At GAIN, we are focused on making markets work, guiding agricultural investments, and building an integrated research agenda that is supported by the nutrition and agriculture sectors.
GAIN’s Marketplace for Nutritious Foods is helping to bring new products to market by developing a better understanding of what motivates purchasing decisions, and supporting local entrepreneurship and experimentation. Examples include the sale of protein-rich chicken offal in small, affordable quantities; pasteurised milk dispensers that allow customers to take just what they can afford; and drying technologies that keep fruit and vegetables fresher for longer.
We are developing programs to trial innovative new technologies such as biofortification to breed higher levels of micronutrients into staple foods like sweet potatoes or maize, and new techniques to fortify staple foods such as soaking rice with zinc.
PREGNANT WOMEN, NEW MOTHERS AND CHILDREN
We focus on pregnant and breastfeeding women to improve the health of both mothers and children.
Better nutrition for pregnant women is critical to improving the chances of a healthy life for their unborn children, increasing birth weight and preventing stunting. Exclusive breastfeeding for the first 6 months combined with complementary feeding to age 2 is essential for a healthy start in life.
We are exploring new ways of reaching mothers — through public forums, women’s self-help groups, workplace groups and mobile technology. We know that educating and empowering women to demand better and more effective support from their health system will have wide-reaching consequences.
We are developing innovative behavior-change programs to address pressures on new mothers from their own communities and irresponsible promotion of breast milk substitutes, both of which can result in a lack of confidence in ability to breastfeed or care for their children.
IMPROVING NUTRITION FOR ADOLESCENT GIRLS
At GAIN, we focus programs on adolescent girls and women of reproductive age to improve their nutrition, health and productivity, as well as prevent low birth weight and stunting in their future children.

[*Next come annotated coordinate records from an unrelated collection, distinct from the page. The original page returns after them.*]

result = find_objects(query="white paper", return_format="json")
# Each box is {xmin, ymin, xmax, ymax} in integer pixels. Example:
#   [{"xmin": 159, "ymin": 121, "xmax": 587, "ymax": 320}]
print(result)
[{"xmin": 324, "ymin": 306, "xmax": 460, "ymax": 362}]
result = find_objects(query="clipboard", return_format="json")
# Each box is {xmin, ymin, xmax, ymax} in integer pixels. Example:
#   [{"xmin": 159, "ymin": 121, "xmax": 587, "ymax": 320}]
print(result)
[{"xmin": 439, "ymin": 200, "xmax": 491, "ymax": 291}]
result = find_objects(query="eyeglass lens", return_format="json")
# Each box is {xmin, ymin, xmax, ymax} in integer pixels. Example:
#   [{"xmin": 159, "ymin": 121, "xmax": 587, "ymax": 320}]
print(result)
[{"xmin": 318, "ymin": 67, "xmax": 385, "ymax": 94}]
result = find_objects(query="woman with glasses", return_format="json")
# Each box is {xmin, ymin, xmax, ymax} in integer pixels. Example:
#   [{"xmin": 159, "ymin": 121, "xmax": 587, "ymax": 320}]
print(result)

As women and girls are unlikely to be part of the health system, we develop innovative programs to reach them in schools, factories and workplaces, and community centres and through the marketplace.
Adolescent girls stop growing when they become pregnant, and are the most likely to experience complications and die of pregnancy-related causes. Their babies tend to be small, which is linked to neonatal death and 20 percent of all childhood stunting. That’s why we are looking at opportunities to integrate nutrition in sexual reproductive health and maternal health programs.